More opportunities, fiercer competition
Both Lee and Ng say there are more Korean entertainment companies looking abroad for new blood, creating more opportunities for those who want a music career in the K-pop industry. But that doesn’t make it any easier for them to stand out among the throng of singer-dancers.
Another FJDC trainee, Megan Leow Su Lynn, 15, has lost count of the number of auditions she’s been to and failed.
“The biggest goal and biggest dream would be of course debuting as an idol. But I think (you also need to be) realistic. You could be very good but maybe you still won’t make it in,” said Leow, who has been in the program since September 2020.
The repeated cycle of trial and rejection is “disheartening,” but also a learning lesson, she said.

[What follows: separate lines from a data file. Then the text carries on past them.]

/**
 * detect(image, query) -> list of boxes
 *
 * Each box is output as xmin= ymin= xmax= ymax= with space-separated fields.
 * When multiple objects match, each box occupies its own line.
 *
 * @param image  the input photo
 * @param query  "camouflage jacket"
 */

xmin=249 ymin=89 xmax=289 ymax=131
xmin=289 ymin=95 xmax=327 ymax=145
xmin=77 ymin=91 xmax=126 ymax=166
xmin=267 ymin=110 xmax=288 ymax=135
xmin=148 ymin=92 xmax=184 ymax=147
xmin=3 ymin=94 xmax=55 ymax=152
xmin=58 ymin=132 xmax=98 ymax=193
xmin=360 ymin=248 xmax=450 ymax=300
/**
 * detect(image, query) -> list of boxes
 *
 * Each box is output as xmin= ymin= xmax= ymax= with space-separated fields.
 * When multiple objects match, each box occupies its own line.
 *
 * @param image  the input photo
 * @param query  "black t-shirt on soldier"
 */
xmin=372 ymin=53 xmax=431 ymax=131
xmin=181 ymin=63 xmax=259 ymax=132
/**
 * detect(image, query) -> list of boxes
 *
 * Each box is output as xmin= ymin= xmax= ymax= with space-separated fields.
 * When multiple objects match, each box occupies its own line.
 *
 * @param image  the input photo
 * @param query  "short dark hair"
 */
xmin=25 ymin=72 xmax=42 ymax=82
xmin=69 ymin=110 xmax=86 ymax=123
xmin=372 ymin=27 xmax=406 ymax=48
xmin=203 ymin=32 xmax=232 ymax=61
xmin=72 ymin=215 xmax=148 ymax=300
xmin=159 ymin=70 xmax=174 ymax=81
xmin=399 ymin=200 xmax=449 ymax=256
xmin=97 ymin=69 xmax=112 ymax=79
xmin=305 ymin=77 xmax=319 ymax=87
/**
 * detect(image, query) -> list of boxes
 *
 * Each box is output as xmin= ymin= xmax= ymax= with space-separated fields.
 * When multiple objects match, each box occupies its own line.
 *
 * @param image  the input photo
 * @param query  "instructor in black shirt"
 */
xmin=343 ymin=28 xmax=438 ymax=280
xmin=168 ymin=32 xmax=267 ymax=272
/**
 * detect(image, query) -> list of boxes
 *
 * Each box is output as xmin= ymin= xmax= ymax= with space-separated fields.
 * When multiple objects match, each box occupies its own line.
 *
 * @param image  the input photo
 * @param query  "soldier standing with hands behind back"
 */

“There are some days where I go home and start crying about it three days in a row, and there are other days where it’s kind of like, well this is a learning opportunity, let’s move on,” Leow said.
“This is what I've been trying to do and what I'm still learning to do -- is to kind of pick myself up and learn to see what I've been lacking and what I've done well. Apply it to the next one.”
Do you have what it takes?
There’s also the matter of what kind of talent labels are looking for.
“Each company at different times will have different criteria. Of course they’re not going to tell you what kind of people they want, but they are looking for those who have star potential,” said Ng of FJDC.
Hong Kong has produced several K-pop stars over the years, namely Jackson Wang from GOT7, Lucas in NCT and Elkie Chong in CLC.
While what Korean entertainment agencies are looking for is anyone’s guess, Ng said he is more focused on nurturing students to grow and flourish so they can thrive in any environment.
“What I hope for the students in this trainee program is that they can reach the goals that they set for themselves, whatever that may be, figure out who they are, and build their confidence,” he said.
Students Leow and Fung are aware that becoming K-pop idols may be a pipe dream, but their passion for music and dance is what keeps them going.
“Sometimes people would say you’re crazy, but I don't think there’s anything wrong as long as you’re working hard” and pursuing what you want, Leow said.
“At the end of the day, even if I don’t make it … at least I can hone my passion and be happy doing something I really enjoy.”